Kelompok Syiah Diincar Teroris
Kabar terakhir, ancaman teror justru menyudutkan kelompok Islam di Indonesia.
Penulis: Dennis Destryawan
Editor: Rachmat Hidayat
TRIBUNNEWS.COM, JAKARTA - Potensi teror di Indonesia tak kunjung memudar dalam sebulan terakhir. Kabar terakhir, ancaman teror justru menyudutkan kelompok Islam di Indonesia. Menteri Koordinator Bidang Politik Hukum dan Keamanan Luhut Binsar Pandjaitan menyebut, informasi yang dihimpun dari telik sandi, kelompok Syiah menjadi bidikan teror.
"Kami konsentrasi pada informasi intelijen yang mengatakan bulan ini ada kelompok Syiah yang dijadikan target," ujar Luhut usai bertemu Gubernur Jakarta Basuki Tjahaja Purnama di Balai Kota DKI Jakarta, Rabu (2/12).
Menurutnya, pemerintah berupaya mengantisipasi ancaman teror agar tidak menjadi kenyataan. Ia berharap, Indonesia tetap tenang dan tidak seperti Suriah, Irak dan Afghanistan.
Kendati demikian, Luhut enggan membocorkan detail ancaman teror tersebut di Tanah Air. Ia berkilah, tengah menelaah laporan intelijen.
"Kami lagi lihat semua itu, enggak bisa kami ekspose semua ke kalian," ungkapnya.
Kepala Polri Jenderal (Pol) Badrodin Haiti membenarkan adanya indikasi ancaman terhadap penganut Syiah di Indonesia. Namun, menurut Badrodin, teror tersebut sudah ada sejak lama.
"Ancaman ISIS juga ada yang kepada Polri, Panglima TNI, pejabat Densus, dan orang-orang Syiah," kata Badrodin.
"Itu dari dulu sudah ada dan kita minta supaya waspada," ujarnya.

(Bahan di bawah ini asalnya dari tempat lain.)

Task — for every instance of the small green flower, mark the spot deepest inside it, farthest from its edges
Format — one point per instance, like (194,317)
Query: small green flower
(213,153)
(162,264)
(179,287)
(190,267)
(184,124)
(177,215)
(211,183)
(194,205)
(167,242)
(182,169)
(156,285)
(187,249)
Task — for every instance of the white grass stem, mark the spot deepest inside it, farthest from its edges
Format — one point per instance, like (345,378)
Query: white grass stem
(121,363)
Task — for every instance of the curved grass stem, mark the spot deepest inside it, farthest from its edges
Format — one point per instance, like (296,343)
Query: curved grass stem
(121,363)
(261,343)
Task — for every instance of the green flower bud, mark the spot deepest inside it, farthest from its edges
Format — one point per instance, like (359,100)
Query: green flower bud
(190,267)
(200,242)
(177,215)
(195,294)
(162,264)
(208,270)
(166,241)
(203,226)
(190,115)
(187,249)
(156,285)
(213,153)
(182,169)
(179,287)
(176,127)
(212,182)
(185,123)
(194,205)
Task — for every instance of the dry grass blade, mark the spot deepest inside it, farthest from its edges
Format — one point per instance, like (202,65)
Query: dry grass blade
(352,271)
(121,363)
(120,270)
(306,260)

Menurut Badrodin, pengamanan yang dilakukan Polri juga sudah dilakukan sejak lama. Saat ini, peningkatan keamanan kembali dilakukan, khususnya di tempat-tempat umum.
Sebelumnya, Luhut menyebut 800 WNI telah bergabung dengan kelompok radikal ISIS.
Berbagai media dan saluran komunikasi telah digunakan ISIS untuk merekrut anggotanya.
"Media sosial paling sering digunakan. Misalnya, di Korea, WNI ditangkap karena menggunakan media sosial yang terkait gerakan radikal," ujar Luhut.
"Kita harus awasi benar karena tanpa disiplin, semua akan kacau," ucapnya.
Menurut Luhut, apa yang terjadi di Paris beberapa waktu lalu bisa juga terjadi di mana-mana, termasuk Indonesia. Untuk itu, diperlukan penanganan sejak awal, seperti melakukan pengawasan secara berjenjang.
Adapun beberapa media yang digunakan kelompok-kelompok radikal untuk merekrut anggotanya selain media sosial ialah melalui pendidikan di sekolah, agama, secara perorangan, melalui surat kabar, buku, serta tawaran pendidikan dan gaji yang tinggi.
"Ini harus dicegah secara komprehensif. Perlu kerja sama dengan NU, Muhammadiyah, BNPT, kerja sama intelijen, dan melakukan operasi penumpasan seperti di Poso," kata Luhut.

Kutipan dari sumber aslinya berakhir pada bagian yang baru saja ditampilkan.